TAKING advantage of the powers vested in it by virtue of the 18th Amendment, the Sindh government has lost no time in framing labour laws to appease the labour leadership.
The government did so without realising that the managements of industrial and commercial establishments are facing issues of low productivity and rampant absenteeism. Instead of helping the employers in improving their employees’ output and checking absenteeism, the Sindh government has come up with laws to promote absenteeism.
The amendments in labour laws carried out by the Sindh government after the devolution in April, 2010, lead one to this conclusion.
Under Section 79 (2) of the Sindh Factories Act, 2015, the entitlement of workers to sick leave has been increased from 16 days at half-average pay to 16 days at full pay in a year i.e. the quantum of leave has been doubled.
Previously an employer could take action against a worker for habitual absence without leave or absence without leave for more than ten days, which constitutes misconduct.
Now under Standing Order 21 (3) (v) of the Sindh Terms of Employment (Standing Orders) Act, 2015, a proviso has been added to the previous clause by which a delinquent worker can create difficulty for his employer to take action against him.

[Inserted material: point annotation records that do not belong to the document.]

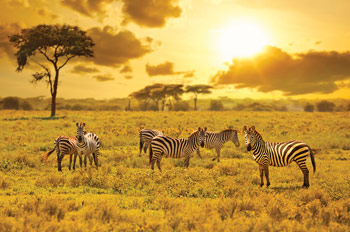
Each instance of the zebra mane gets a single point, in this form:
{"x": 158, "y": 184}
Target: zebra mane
{"x": 257, "y": 134}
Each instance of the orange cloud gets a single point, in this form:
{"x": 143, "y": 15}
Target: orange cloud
{"x": 87, "y": 7}
{"x": 274, "y": 69}
{"x": 150, "y": 13}
{"x": 84, "y": 69}
{"x": 5, "y": 31}
{"x": 115, "y": 49}
{"x": 105, "y": 77}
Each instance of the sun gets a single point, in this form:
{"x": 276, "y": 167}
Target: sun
{"x": 240, "y": 39}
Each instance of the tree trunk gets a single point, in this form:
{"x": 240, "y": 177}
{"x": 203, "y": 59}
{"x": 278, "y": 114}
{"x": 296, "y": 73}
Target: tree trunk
{"x": 195, "y": 103}
{"x": 54, "y": 94}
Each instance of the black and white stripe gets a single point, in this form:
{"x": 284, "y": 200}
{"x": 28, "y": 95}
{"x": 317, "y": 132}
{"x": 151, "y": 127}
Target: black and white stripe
{"x": 175, "y": 148}
{"x": 146, "y": 136}
{"x": 87, "y": 144}
{"x": 64, "y": 146}
{"x": 278, "y": 154}
{"x": 218, "y": 139}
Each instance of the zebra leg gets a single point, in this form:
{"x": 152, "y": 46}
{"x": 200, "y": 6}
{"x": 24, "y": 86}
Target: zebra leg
{"x": 305, "y": 171}
{"x": 199, "y": 154}
{"x": 158, "y": 164}
{"x": 70, "y": 161}
{"x": 146, "y": 147}
{"x": 261, "y": 170}
{"x": 218, "y": 153}
{"x": 141, "y": 145}
{"x": 266, "y": 170}
{"x": 95, "y": 159}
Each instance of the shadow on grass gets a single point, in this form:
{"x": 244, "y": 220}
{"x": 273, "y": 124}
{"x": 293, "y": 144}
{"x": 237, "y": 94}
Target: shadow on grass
{"x": 27, "y": 118}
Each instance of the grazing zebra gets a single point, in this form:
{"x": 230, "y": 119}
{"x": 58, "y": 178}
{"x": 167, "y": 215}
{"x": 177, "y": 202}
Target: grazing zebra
{"x": 175, "y": 148}
{"x": 277, "y": 154}
{"x": 217, "y": 139}
{"x": 146, "y": 136}
{"x": 87, "y": 144}
{"x": 64, "y": 146}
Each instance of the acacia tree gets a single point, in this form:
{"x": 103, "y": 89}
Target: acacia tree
{"x": 198, "y": 89}
{"x": 50, "y": 45}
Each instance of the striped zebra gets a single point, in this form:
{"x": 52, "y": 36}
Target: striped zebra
{"x": 87, "y": 144}
{"x": 218, "y": 139}
{"x": 175, "y": 148}
{"x": 146, "y": 136}
{"x": 277, "y": 154}
{"x": 64, "y": 146}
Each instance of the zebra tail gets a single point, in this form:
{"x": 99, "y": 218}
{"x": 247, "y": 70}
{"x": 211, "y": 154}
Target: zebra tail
{"x": 312, "y": 159}
{"x": 47, "y": 154}
{"x": 150, "y": 154}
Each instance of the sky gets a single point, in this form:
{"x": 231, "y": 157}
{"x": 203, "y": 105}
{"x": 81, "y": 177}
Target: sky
{"x": 267, "y": 49}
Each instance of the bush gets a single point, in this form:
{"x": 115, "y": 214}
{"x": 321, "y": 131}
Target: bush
{"x": 309, "y": 108}
{"x": 216, "y": 105}
{"x": 325, "y": 106}
{"x": 11, "y": 103}
{"x": 181, "y": 106}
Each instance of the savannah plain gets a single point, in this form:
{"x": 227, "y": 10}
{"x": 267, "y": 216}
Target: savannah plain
{"x": 125, "y": 195}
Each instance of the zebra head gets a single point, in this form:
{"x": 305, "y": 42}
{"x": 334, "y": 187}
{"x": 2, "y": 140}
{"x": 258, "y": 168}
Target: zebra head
{"x": 202, "y": 135}
{"x": 234, "y": 138}
{"x": 250, "y": 137}
{"x": 80, "y": 131}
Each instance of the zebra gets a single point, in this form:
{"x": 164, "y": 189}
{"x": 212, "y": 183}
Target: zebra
{"x": 277, "y": 154}
{"x": 64, "y": 146}
{"x": 146, "y": 136}
{"x": 175, "y": 148}
{"x": 87, "y": 144}
{"x": 217, "y": 139}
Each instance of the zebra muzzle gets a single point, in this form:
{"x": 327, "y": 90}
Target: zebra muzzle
{"x": 249, "y": 147}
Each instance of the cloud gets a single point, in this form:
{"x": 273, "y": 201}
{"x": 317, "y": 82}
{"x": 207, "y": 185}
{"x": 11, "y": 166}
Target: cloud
{"x": 126, "y": 69}
{"x": 274, "y": 69}
{"x": 5, "y": 30}
{"x": 150, "y": 13}
{"x": 84, "y": 69}
{"x": 115, "y": 49}
{"x": 89, "y": 8}
{"x": 128, "y": 77}
{"x": 46, "y": 13}
{"x": 105, "y": 77}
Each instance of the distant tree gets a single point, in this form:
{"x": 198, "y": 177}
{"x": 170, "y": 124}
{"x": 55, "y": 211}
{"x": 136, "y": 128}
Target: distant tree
{"x": 181, "y": 106}
{"x": 216, "y": 105}
{"x": 196, "y": 90}
{"x": 57, "y": 44}
{"x": 325, "y": 106}
{"x": 309, "y": 108}
{"x": 11, "y": 103}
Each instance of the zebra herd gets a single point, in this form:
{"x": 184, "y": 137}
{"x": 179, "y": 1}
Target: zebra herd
{"x": 264, "y": 153}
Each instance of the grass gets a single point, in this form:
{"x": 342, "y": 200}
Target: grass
{"x": 125, "y": 195}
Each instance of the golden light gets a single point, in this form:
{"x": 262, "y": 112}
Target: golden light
{"x": 240, "y": 39}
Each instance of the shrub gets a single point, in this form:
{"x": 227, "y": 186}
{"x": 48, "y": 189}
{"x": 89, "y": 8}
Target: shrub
{"x": 216, "y": 105}
{"x": 325, "y": 106}
{"x": 181, "y": 106}
{"x": 309, "y": 108}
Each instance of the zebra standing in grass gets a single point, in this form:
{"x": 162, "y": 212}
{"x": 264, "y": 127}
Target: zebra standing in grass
{"x": 87, "y": 144}
{"x": 64, "y": 146}
{"x": 217, "y": 139}
{"x": 176, "y": 148}
{"x": 277, "y": 154}
{"x": 146, "y": 136}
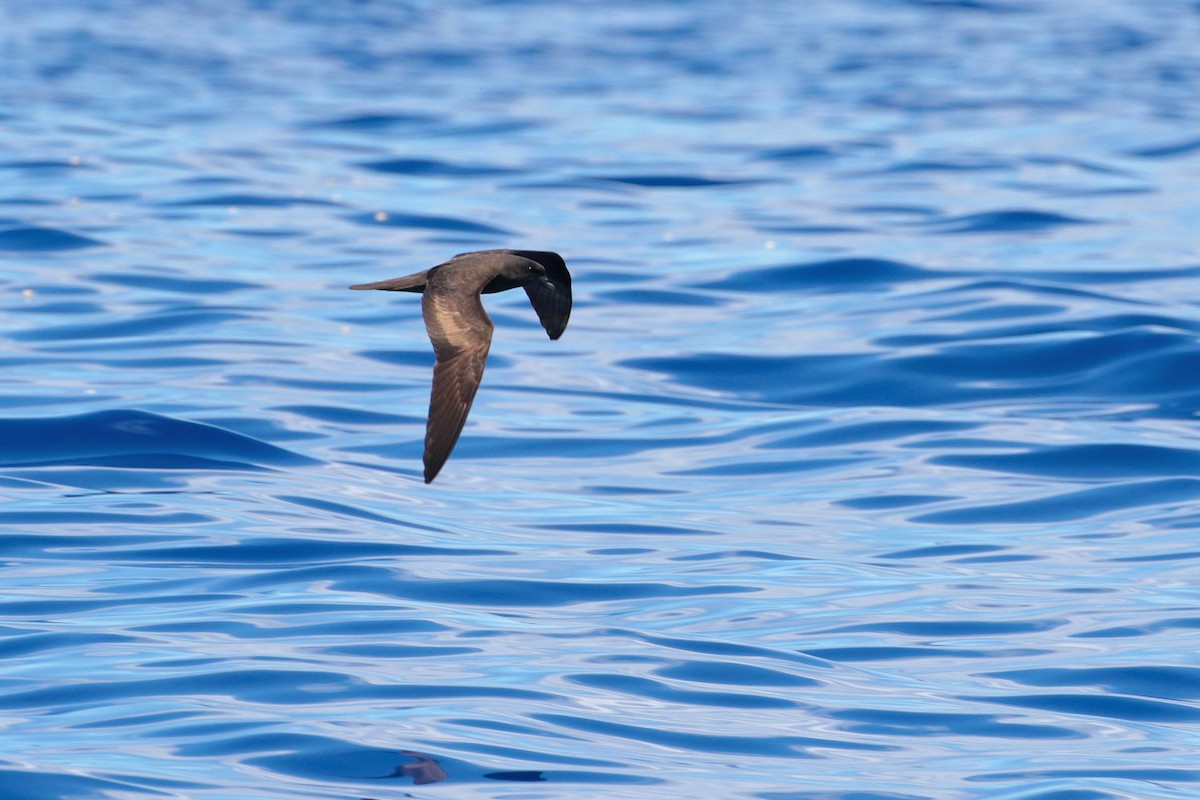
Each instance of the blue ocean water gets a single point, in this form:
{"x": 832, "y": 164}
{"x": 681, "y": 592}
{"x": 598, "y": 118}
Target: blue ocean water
{"x": 868, "y": 468}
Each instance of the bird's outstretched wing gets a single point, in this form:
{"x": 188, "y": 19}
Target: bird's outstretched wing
{"x": 552, "y": 302}
{"x": 414, "y": 282}
{"x": 461, "y": 334}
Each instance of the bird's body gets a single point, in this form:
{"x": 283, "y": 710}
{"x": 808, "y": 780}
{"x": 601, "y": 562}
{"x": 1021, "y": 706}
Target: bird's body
{"x": 461, "y": 331}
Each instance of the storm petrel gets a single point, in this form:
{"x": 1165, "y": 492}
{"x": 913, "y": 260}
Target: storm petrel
{"x": 461, "y": 330}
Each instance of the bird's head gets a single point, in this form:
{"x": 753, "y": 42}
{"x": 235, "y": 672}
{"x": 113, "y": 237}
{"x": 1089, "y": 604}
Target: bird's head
{"x": 523, "y": 270}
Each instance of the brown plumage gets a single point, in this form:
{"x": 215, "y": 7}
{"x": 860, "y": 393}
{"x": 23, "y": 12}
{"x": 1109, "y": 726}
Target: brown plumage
{"x": 461, "y": 330}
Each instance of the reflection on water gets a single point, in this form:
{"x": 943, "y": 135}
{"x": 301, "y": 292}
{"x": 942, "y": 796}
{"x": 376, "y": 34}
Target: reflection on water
{"x": 868, "y": 468}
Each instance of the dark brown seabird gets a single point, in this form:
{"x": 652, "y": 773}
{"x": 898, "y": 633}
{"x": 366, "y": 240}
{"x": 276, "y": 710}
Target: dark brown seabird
{"x": 461, "y": 330}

Under the Sindh Maternity Benefits Act, 2018, maternity leave has been increased from 12 weeks to 16 i.e. four weeks before and 12 weeks after delivery. The previous limit of 12 weeks leave was allowed under the West Pakistan Maternity Benefit Ordinance, 1958.
In addition to around 15 days public holidays in the country in a year, five days provincial holidays are allowed by the Sindh government. On these holidays, the factories are also notified to remain closed.
It is pertinent to mention that no such increase in the quantum of workers’ leave mentioned above has taken place in the other provinces.